教室のドアが閉められたあと、あたしはその場にへたり込んでしまった。声も出せない。天羽のスマホが目の前に落ちている。壊れている。あたしと彼のツーショットが真っ二つになっている。
「罰ゲームお疲れさまー。大変だったね。大丈夫?あんなキモイ奴相手にして大変だったっしょ。もう大丈夫だよー」
リルカがあたしの傍にしゃがんで頭を撫でてくる。気持ち悪い。
「そうだな。苦労を掛けた。けどこれでキモいボッチはこの世からいなくなった!めでたしめでたしだ!」
綿島もしゃがんで、あたしに手を伸ばす。気持ち悪い。
「……うざい」
「ん?なんか言った?」
「うざいんだよ!」
あたしは綿島とリルカの手を思い切り払った。そして震えるからだになんとかいうことを聞かせて立ち上がる。
「おいおいどうしたんだ?もうあいつはいないぞ」
「だからでしょ!もういないの!そんなのいや!!」
あたしは教室のドアを思い切り開いて、廊下を駆けだす。必死に彼の姿を探した。会ってどうすればいい?わからない。謝るだろう。だけど許されるのか?わからない。でもだけど。そして気がついたら校庭に出ていた。休み時間の終わりを告げるチャイムの音が聞こえる。それでふっと校舎の屋上あたりについている時計を見た。早く探さなきゃ授業に遅れる。そんな馬鹿なことを考えていた。そうしたらいた。天羽がフェンスの向こう側にあたしを何の感情も籠らない冷たい目で見ている。
「ねぇ戻ってきて!あたしのところに来てぇ!」
言葉がうまく出ない。わからない。ごちゃごちゃしてる。頭の中がざわざわしてる。彼はカラコンを外した。緑色の綺麗な瞳と目が合う。そして彼はフェンスを登って……。
校庭の方から視線を感じて、下を見る。紫吹さんがいた。何か叫んでいるけど、よく聞こえない。ただ僕は彼女の昔の言葉を思い出して、カラコンを外した。目が合った。
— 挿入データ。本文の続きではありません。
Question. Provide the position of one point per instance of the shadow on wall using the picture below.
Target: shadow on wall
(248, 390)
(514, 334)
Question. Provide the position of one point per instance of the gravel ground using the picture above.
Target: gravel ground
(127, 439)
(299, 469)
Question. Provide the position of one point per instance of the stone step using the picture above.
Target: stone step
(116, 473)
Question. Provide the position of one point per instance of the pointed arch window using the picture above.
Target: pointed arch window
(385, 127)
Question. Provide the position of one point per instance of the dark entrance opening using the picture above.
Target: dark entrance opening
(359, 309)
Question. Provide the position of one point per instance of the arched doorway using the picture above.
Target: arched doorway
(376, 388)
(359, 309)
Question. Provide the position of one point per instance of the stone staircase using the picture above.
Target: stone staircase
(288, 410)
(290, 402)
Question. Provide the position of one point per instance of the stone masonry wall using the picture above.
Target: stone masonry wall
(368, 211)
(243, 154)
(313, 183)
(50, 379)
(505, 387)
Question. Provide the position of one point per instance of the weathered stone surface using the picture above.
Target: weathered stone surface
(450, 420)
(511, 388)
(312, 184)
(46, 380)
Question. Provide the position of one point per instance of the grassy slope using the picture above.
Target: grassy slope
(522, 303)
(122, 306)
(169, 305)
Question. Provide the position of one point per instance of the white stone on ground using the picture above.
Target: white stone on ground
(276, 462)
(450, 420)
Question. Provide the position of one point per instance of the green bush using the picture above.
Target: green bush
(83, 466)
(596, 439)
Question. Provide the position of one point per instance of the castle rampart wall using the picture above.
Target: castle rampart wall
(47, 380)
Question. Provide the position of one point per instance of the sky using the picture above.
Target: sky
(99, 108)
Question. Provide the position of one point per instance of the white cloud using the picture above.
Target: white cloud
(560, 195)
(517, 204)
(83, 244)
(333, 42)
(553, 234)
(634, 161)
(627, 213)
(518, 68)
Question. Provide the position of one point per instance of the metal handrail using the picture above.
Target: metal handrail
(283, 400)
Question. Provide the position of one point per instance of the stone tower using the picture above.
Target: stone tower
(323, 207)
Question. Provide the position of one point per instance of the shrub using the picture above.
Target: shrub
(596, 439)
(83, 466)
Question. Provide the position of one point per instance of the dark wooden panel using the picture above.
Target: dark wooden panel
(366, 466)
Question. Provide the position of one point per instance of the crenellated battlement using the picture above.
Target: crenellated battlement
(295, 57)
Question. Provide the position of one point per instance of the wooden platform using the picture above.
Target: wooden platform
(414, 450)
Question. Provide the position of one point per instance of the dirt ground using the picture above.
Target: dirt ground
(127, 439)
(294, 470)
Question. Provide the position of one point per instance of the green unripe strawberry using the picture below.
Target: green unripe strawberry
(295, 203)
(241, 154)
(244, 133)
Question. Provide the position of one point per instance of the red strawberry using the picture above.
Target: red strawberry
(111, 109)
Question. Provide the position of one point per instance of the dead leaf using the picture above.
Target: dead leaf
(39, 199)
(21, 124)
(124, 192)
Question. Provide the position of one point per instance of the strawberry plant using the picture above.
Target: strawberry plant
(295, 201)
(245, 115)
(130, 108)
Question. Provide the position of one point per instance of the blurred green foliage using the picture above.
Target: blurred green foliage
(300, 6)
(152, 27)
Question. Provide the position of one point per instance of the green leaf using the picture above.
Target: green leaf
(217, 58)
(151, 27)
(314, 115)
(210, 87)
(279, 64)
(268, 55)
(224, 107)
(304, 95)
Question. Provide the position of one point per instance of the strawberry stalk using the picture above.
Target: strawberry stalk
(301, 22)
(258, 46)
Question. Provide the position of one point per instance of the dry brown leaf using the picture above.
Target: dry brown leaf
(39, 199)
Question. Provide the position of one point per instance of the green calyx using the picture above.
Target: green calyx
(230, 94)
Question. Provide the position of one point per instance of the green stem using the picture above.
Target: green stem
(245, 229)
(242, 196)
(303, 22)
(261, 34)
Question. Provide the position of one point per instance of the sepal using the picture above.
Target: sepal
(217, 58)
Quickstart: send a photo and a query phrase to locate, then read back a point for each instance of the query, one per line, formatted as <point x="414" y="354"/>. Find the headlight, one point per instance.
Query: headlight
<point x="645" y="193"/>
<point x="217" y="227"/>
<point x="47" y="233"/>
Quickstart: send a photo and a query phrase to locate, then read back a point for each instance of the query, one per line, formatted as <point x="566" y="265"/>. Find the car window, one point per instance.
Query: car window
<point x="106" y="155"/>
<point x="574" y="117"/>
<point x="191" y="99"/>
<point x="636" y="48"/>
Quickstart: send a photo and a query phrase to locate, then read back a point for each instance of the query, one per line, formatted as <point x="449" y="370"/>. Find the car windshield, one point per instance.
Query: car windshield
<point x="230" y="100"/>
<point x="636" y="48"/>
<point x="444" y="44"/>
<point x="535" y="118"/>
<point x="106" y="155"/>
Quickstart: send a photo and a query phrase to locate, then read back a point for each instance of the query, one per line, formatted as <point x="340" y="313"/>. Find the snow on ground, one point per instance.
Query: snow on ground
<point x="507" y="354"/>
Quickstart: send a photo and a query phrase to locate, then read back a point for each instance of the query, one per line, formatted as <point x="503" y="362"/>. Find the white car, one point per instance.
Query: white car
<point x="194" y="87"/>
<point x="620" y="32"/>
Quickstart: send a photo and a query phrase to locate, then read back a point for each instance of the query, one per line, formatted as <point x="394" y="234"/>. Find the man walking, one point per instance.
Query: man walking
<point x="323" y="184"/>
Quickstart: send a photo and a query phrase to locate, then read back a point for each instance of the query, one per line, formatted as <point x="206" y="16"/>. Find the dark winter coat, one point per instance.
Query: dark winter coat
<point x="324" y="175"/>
だけどもういい。僕は父さんと母さんに会いに行く。そしてフェンスを登って、思い切り飛んでみせた。
医師所見
救急搬送時点ですでに全身への強いショックでの心肺停止の危惧が認められたものの、第一発見者による懸命な心臓マッサージと人工呼吸により一命は取り留められていた。
すぐに緊急での手術となった。とくに頭蓋骨骨折と急性くも膜下の危険は大きく、無事に手術が済んだのは奇跡に等しい。
しかしながら腰部脊柱へのダメージ、両手の複雑骨折などの傷病は大きく、おそらくは何らかの形で後遺症が残ることが予測される。
また既往歴にPTSDとうつ病があることから、精神への影響も看過できない。
長時間のリハビリテーションが身体、精神共に必要である。